Islamov v. Ungar (In re Ungar)

8th Circuit Case No. 10-2395
(1) A creditor may be justified in relying on a debtor’s representations even though “[the creditor] made an investigation” but may “not turn a blind eye where a ‘patent’ falsity could be determined by ‘a cursory examination or investigation.’” Further, the question of whether reliance is justified is a subjective question.
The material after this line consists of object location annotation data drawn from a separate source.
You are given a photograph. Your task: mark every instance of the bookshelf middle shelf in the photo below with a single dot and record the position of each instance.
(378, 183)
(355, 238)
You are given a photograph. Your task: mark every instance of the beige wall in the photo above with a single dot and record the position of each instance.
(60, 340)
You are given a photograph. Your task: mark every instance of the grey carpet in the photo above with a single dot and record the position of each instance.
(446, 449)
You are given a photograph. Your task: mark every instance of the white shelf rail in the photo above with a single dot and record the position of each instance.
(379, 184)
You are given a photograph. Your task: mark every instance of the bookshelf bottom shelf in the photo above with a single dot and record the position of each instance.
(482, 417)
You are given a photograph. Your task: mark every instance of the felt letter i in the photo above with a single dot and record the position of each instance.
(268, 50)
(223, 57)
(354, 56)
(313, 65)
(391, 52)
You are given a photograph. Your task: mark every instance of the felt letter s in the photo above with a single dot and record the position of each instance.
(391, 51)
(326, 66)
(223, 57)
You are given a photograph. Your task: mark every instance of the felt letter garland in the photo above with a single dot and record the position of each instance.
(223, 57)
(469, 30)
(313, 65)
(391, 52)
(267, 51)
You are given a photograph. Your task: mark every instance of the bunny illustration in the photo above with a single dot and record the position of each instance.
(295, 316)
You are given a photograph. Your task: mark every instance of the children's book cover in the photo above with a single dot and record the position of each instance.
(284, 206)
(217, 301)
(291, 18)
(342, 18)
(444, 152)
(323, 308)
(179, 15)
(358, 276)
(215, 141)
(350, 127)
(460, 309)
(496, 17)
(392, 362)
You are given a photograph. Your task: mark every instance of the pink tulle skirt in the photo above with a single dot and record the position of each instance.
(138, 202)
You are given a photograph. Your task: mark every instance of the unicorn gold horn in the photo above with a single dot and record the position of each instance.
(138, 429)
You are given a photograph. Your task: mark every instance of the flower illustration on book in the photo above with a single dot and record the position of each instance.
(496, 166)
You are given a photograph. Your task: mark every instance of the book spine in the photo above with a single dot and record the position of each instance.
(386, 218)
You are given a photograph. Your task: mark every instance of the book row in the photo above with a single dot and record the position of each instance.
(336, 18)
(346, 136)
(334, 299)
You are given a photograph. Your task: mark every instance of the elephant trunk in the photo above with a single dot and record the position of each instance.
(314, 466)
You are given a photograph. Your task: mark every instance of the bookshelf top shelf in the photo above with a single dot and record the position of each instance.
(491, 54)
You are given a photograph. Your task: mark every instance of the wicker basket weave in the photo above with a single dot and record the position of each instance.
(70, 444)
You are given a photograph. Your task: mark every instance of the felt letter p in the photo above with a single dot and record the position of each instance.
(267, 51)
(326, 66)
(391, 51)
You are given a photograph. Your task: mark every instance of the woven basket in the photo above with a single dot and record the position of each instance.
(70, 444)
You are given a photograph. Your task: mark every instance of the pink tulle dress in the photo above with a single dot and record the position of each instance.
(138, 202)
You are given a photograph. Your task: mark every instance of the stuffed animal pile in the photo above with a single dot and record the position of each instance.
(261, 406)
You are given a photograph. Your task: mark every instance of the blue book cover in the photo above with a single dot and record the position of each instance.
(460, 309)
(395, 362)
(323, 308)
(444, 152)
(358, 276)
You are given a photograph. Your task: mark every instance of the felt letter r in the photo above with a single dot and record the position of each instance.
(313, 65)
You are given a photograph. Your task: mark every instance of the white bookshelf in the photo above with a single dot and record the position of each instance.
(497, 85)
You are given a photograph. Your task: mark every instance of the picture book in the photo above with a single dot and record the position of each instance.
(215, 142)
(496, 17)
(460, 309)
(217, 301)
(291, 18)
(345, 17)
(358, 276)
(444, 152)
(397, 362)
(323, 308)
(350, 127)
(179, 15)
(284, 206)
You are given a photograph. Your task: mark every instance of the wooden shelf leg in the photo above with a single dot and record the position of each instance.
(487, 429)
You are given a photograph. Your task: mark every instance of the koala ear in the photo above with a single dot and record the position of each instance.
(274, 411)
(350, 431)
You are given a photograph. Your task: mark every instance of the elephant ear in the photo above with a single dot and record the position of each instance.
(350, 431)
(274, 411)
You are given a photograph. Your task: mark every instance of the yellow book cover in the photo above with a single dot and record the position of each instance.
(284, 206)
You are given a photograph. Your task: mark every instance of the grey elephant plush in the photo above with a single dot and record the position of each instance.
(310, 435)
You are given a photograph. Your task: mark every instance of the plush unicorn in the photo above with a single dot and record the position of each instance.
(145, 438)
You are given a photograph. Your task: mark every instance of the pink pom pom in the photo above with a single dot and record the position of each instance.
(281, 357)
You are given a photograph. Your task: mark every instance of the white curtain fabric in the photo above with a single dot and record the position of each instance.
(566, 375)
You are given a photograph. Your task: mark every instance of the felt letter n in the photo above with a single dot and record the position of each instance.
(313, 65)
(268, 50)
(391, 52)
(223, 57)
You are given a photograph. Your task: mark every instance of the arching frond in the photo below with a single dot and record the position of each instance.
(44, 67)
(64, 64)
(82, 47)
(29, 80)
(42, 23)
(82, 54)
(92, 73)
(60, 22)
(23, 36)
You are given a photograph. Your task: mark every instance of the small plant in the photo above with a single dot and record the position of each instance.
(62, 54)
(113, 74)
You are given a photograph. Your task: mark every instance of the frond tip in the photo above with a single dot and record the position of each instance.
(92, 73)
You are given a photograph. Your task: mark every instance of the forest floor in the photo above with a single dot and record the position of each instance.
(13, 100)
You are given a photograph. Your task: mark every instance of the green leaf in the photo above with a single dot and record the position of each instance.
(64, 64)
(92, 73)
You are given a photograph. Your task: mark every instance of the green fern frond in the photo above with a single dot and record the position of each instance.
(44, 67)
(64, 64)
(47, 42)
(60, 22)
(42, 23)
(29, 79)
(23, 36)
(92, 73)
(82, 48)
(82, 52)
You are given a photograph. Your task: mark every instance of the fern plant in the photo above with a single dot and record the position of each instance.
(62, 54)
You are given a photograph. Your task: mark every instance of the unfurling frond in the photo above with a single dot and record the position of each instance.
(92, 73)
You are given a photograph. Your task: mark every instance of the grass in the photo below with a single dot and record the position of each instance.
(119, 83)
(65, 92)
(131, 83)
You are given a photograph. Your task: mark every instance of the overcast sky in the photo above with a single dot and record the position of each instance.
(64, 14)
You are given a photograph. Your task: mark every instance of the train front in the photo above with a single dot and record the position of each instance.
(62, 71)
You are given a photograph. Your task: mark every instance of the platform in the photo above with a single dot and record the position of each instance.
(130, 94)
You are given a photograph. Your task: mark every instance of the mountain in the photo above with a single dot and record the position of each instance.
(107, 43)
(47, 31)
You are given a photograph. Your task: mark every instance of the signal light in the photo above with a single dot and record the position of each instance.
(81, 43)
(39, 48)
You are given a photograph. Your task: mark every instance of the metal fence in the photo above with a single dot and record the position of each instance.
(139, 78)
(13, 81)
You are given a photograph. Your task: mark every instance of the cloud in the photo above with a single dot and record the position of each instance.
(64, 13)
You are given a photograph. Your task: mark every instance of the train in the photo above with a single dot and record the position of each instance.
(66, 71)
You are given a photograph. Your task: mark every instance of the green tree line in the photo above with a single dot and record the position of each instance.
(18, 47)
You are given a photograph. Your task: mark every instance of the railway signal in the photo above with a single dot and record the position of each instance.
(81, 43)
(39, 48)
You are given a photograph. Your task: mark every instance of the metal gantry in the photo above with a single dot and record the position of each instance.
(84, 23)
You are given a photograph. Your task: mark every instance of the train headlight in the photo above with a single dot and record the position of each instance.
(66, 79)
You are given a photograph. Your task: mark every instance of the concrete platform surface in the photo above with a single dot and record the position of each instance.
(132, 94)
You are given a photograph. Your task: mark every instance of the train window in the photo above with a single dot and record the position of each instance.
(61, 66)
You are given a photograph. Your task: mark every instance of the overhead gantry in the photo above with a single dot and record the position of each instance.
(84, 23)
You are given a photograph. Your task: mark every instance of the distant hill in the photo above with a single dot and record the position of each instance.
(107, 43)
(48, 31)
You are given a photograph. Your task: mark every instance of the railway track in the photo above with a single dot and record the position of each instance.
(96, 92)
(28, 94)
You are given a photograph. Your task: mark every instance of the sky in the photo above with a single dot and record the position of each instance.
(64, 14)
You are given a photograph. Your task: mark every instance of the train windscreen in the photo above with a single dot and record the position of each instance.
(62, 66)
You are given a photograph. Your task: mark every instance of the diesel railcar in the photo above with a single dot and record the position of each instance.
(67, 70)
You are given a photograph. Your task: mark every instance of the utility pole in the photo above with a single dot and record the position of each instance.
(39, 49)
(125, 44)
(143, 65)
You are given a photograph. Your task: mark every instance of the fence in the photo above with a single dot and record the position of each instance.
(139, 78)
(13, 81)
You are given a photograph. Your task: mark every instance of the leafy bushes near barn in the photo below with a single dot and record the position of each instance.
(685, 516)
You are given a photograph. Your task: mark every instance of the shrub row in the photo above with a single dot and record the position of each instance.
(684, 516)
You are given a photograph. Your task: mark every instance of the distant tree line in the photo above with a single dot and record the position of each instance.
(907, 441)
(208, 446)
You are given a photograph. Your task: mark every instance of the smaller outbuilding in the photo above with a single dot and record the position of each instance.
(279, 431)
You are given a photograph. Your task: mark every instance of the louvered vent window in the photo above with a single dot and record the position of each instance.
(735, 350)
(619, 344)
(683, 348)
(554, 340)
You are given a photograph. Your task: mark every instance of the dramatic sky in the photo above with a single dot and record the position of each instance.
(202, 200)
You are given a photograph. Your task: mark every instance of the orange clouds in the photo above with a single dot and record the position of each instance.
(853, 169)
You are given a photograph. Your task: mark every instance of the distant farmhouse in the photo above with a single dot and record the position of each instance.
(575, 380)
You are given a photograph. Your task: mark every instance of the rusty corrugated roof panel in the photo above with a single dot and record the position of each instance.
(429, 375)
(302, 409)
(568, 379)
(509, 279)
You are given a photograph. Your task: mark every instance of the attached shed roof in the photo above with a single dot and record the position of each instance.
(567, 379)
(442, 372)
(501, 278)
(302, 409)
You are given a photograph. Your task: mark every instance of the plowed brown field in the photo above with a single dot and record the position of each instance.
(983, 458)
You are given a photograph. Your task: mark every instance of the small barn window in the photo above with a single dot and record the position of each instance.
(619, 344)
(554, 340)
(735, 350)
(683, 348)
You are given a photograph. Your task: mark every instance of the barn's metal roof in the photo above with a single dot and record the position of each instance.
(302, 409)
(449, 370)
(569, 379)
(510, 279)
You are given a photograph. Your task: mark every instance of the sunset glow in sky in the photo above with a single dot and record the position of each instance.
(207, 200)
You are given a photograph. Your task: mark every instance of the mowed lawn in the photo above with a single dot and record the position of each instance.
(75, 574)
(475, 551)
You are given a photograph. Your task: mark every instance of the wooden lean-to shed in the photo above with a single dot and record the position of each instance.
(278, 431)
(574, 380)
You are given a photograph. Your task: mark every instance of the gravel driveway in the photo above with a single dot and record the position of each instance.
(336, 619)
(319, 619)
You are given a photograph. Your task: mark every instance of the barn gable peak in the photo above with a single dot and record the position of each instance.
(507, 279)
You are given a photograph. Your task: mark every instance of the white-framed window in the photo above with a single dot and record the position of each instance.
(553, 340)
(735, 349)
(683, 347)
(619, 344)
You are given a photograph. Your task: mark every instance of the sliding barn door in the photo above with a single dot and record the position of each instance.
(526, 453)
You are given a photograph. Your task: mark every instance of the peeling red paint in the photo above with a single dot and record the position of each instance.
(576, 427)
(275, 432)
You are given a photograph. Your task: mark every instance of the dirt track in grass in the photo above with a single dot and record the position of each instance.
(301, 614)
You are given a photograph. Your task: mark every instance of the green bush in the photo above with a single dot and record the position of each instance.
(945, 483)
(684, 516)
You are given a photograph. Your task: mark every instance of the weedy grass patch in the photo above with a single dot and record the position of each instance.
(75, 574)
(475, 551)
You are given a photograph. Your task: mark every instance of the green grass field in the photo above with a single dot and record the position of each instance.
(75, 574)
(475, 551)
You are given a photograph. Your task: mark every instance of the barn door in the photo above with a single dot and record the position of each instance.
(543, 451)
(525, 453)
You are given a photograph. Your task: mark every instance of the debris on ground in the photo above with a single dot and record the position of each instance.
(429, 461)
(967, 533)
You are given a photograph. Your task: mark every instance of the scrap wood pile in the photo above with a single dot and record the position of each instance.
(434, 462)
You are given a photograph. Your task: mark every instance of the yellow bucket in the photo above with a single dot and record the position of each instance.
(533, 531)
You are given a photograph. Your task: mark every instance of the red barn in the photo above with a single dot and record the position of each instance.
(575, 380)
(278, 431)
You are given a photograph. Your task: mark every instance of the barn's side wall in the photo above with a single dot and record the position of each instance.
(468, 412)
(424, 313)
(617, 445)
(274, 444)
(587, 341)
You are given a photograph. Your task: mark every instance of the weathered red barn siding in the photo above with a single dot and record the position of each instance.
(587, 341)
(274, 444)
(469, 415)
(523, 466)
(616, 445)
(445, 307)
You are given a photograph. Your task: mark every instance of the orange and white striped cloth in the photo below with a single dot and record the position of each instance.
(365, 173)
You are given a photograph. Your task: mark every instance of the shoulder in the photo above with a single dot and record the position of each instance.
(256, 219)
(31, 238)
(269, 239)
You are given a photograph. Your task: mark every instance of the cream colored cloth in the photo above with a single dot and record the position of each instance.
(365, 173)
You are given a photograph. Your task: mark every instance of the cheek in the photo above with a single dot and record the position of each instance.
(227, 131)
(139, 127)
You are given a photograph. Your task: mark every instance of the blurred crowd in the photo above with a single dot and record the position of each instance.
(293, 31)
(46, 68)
The circuit court held the bankruptcy properly found justifiable reliance since the debtor held herself out as a successful day trader and shared a common foreign language with the creditor, which caused the creditor to trust the debtor. (2) A bankruptcy court has jurisdiction to liquidate a nondischargeable debt and enter a monetary judgment against the debtor. (3) Language contained in a complaint to the effect of seeking “such other and further relief as the Court deems just and equitable” may bring before the court more than what is stated in the complaint, thus obviating concerns a monetary judgment was not properly before the court. Further, parties who voluntarily seek bankruptcy protection seek a remedy that is equitable in nature and knowingly subject themselves to the broad equitable powers of the bankruptcy court. The circuit court held the debtor, by not testifying, allowed the bankruptcy court to reasonably and permissibly determine whether there was support for the debtor’s claim that $102,000 of the returned funds were payments for credit expenses rather than repayments of principal.
Procedural context:
The bankruptcy court found (1) certain debts were the product of fraud and nondischargeable under 11 U.S.C. § 523(a)(2)(A), and (2) the bankruptcy court had jurisdiction to reduce a nondischargeable debt to judgment. The debtor appealed to the bankruptcy appellate panel, which affirmed. On appeal to the circuit court, affirmed.
The debtor told the creditor that she was a successful day trader and induced the creditor to borrow money on credit cards for the debtor to invest on behalf of the creditor in exchange for a share of the profits. The creditor initially invested $25,000. The debtor immediately incurred losses but did not inform the creditor of this, who continued to invest more. The debtor represented falsely that she had generated profits for the creditor and reported these profits orally and in writing. The debtor invested up to $503,791 with the debtor. The creditor required payouts to cover the interest expenses he was incurring on his credit cards; the debtor paid a total of $377,615 to the creditor to cover the creditor's interest payments. However, once the creditor demanded more payouts than the debtor could pay, the debtor admitted her fraudulent scheme and filed chapter 7. The creditor then filed a complaint seeking a determination of nondischargeability. The bankruptcy court allowed the case to proceed to trial on a theory of fraud, and willful and malicious injury. The debtor did not testify at trial and, thus, did not dispute the figures the creditor represented, namely, that of the $377,615 the debtor paid to him, only $102,000 represented amounts to cover the creditor’s interest expenses. Therefore, only $275,615 of the amount returned by the debtor represented a return of invested principal. This testimony was uncontested and the bankruptcy court accepted it. The bankruptcy court determined the difference in the money obtained from the creditor and the money given back amounted to $228,791 and was nondischargeable.